Faire du MEDOC un territoire 
de vie et de citoyenneté, ouvert à tous. 
Mettre en réseau

AVEC LES LEVIERS :
• Par la co-construction, avec les parties prenantes, de projets de développement artistique et culturel de territoire susceptibles d’alimenter les parcours éducatifs et citoyens des enfants et des jeunes.
• Par la structuration du tissu associatif et des projets fédérateurs.
• Par un développement de l’accès à une pratique sportive plus large en s’appuyant sur le Plan départemental des espaces et sites d’itinérance axé sur le développement maîtrisé des sports de nature.
• Par le soutien aux actions permettant de compenser la pénurie en piscine (rénovation, création de piscines intercommunales, conventions avec les structures privées…).
• Par l’ouverture des équipements sportifs des collèges à la vie locale, en concertation avec l’ensemble des acteurs potentiels.

Maîtriser l’espace : 
La richesse du MEDOC, c’est lui-même

AVEC LES LEVIERS :
• Par des formes urbaines durables, l’aménagement des bourgs…
• Par un équilibre spatial pensé dans son ensemble (habitat / déplacement & infrastructure / activité économique / assainissement / gestion des déchets / préservation des ressources / inondations / …).
• Par la mise en place d’outils de planification foncière de préservation des espaces naturels, agricoles et forestiers, de réserves foncières, par une action sur les dents creuses et en faveur de la diversification des habitats. Ce levier est conditionné par la mise en place d'une stratégie de planification spatiale au niveau intercommunal.
• Par l’accompagnement des petites communes qui voient leur population fortement augmenter pour améliorer le vivre ensemble.
• Par un accès à une eau de qualité à tous les Médocains.
• Par la mise en place de ressources en eau de substitution, accessibles à tous les Girondins.
• Par la mise en place d’outils de gestion agro-environnementaux, et de gestion hydraulique des marais et zones humides.
• Par la mise en place d’une gouvernance concertée des nombreux acteurs de protection de l’environnement de ce territoire.

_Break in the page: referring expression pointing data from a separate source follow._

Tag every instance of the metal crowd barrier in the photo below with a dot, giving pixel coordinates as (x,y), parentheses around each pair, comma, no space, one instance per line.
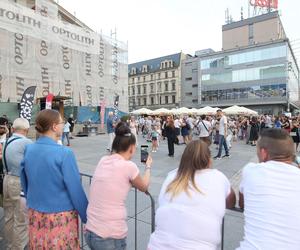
(138,206)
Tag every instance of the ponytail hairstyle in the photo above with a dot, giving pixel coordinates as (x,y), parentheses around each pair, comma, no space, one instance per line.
(123,139)
(45,120)
(195,157)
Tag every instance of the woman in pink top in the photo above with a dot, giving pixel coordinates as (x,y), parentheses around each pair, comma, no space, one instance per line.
(114,176)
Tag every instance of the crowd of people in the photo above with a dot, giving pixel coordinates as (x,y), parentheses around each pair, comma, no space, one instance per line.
(43,195)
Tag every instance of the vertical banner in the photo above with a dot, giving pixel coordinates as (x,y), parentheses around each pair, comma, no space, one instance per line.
(49,99)
(116,106)
(27,103)
(102,112)
(36,48)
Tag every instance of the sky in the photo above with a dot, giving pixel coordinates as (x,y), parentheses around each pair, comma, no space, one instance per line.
(155,28)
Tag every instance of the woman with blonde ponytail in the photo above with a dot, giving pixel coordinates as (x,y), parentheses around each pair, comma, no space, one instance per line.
(192,203)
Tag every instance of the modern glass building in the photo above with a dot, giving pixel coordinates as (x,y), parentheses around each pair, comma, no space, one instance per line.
(264,76)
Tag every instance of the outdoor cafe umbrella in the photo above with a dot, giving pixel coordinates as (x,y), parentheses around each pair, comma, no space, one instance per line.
(237,110)
(142,111)
(182,111)
(161,111)
(207,111)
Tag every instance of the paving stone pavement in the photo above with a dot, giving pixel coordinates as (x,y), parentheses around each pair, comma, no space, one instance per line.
(88,151)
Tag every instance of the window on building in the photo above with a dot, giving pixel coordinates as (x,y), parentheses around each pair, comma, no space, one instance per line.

Le MEDOC territoire d’initiatives : 
l’exigence de la formation, 
l’opportunité de l’Économie sociale et solidaire 
et la transition numérique

AVEC LES LEVIERS :
• Par un territoire à dynamiser du point de vue économique qui peut devenir le laboratoire de la lutte contre la précarité en pensant un projet associant les besoins sociaux, les besoins de services publics et l’accueil d’entreprises, mais aussi les infrastructures de transport.
• Par l’ESS, clé de voûte d’une économie à privilégier : création expérimentale d’un fond de soutien à l’ESS pour accompagner les projets innovants dans tous les domaines : agriculture, culture, tourisme, patrimoine, ressources naturelles...
• Par le tourisme à promouvoir :
- Appuyer la structuration et la professionnalisation des offices du tourisme.
- Développer l’industrie touristique en sortant de la « monoculture balnéaire » par la mise en tourisme de tout le territoire.
- Développer de nouvelles formes de tourismes (fluvial, sportif, nature, santé, culturel, oenotourisme…).
- Accompagner en structurant la saisonnalité d’accueil et de formation.
- Soutenir une action branding « destination MEDOC ».
• Par le développement de l’économie circulaire et des circuits courts en agriculture, en forêt.
• Par la relance de certaines pratiques historiques (gemmage, ostréiculture…).
• Par des relations plus étroites à tisser avec le GPMB / Grand Port Maritime de Bordeaux.